Darrell Miller, Cedar Hill (Cedar Hill, TX): My same A&M contact that’s not very high on Boyd loves Miller and I do as well. He’s not the biggest kid out there, but he has excellent footwork and is extremely tough. Most Cedar Hill kids are tough.
Kendall Sheffield, Fort Bend Marshall (Missouri City, TX): Sheffield is one of the true headliners in the state for 2015. He’s a big corner with excellent size. He’s also a track star. The feeling is A&M leads which is unfortunate because at one point no school compared to Texas in his eyes.
Justin Dunning, Whitehouse (Whitehouse, TX): Unfortunately Dunning tore his ACL early in the season. It’s a crap shoot where he ends up on the field. He’s already over 6-3 and in the neighborhood of 200 pounds. Many feel he’ll end up with friend Daylon Mack in College Station.
Larry Pryor, Sulphur Springs (Sulphur Springs, TX): Pryor’s a multi-sport star and also plays both sides of the ball for Sulphur Springs, a place that by the sound of it I wouldn’t drink the water. Pryor’s a Texas lean and will most likely end up at safety, or perhaps even linebacker.
Johnny Shaw, West Orange-Stark (Orange, TX): Shaw’s a physical safety who has some coverage work ahead of him if he wants to survive in the Big 12. When in position to make a play he does have good ball skills, but he’s inconsistent in that regard. He’s committed to Texas after originally pledging to TCU.
Deionte Thompson, West Orange-Stark (Orange, TX): Thompson shook the Texas recruiting landscape when he committed to Alabama last spring after being a life-long fan of Texas. He’s a condor in the secondary with his 6-2 height and long arms. He’s also very physical, but his coverage skills are yet to be determined.
KeKe Coutee, Lufkin (Lufkin, TX): He could end up at corner or receiver at Texas, but one thing’s for sure is he’s an explosive option at either. I think he ends up in the slot.

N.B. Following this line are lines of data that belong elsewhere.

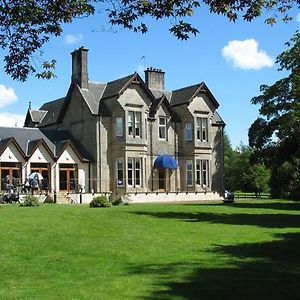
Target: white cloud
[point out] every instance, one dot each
(11, 120)
(7, 96)
(73, 38)
(246, 55)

Morie Evans, Huntsville (Huntsville, TX): I’m shocked Evans hasn’t received more attention. He could play safety or slot receiver. He’s a thickly built play maker who’s unafraid to bring his hat. He’s often featured in jet motion where his athleticism is evident.

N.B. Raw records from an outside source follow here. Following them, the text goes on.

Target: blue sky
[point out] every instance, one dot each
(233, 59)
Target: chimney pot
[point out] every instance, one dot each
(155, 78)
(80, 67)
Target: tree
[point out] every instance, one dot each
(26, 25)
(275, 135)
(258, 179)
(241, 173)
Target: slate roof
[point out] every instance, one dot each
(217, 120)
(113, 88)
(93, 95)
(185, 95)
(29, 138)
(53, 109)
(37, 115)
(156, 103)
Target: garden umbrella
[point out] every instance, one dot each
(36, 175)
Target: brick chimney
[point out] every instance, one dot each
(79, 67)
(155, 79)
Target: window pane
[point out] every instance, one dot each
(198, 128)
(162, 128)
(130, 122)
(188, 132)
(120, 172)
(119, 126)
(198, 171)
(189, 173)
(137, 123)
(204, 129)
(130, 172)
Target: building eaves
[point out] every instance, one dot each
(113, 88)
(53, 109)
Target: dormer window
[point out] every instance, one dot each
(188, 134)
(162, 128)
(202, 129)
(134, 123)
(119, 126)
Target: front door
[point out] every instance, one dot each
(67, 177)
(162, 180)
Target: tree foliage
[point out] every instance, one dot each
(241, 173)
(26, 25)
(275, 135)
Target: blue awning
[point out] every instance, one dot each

Jeff Gladney, New Boston (New Boston, TX): Gladney has received a lot of letters from Notre Dame but I’m not sure if they’ll make a serious push for him. He’s another guy that should be getting way more attention. He could play corner, but he’s electric with the ball in his hands so I’d slot him on offense.
JW Ketchum, Fort Bend Marshall (Missouri City, TX): Ketchum has been picking up offers as a quarterback but I think his abilities will lead him to wide receiver. He has long arms, huge, strong hands, and the temperament that makes him think every ball is his. His upbringing has hardened him, I think his Mom was Della Reese in Harlem Nights. He’s the teammate of Kendall Sheffield, but these two couldn’t be any more different when comparing disposition.
Now, have your people call my people about that coaching trade.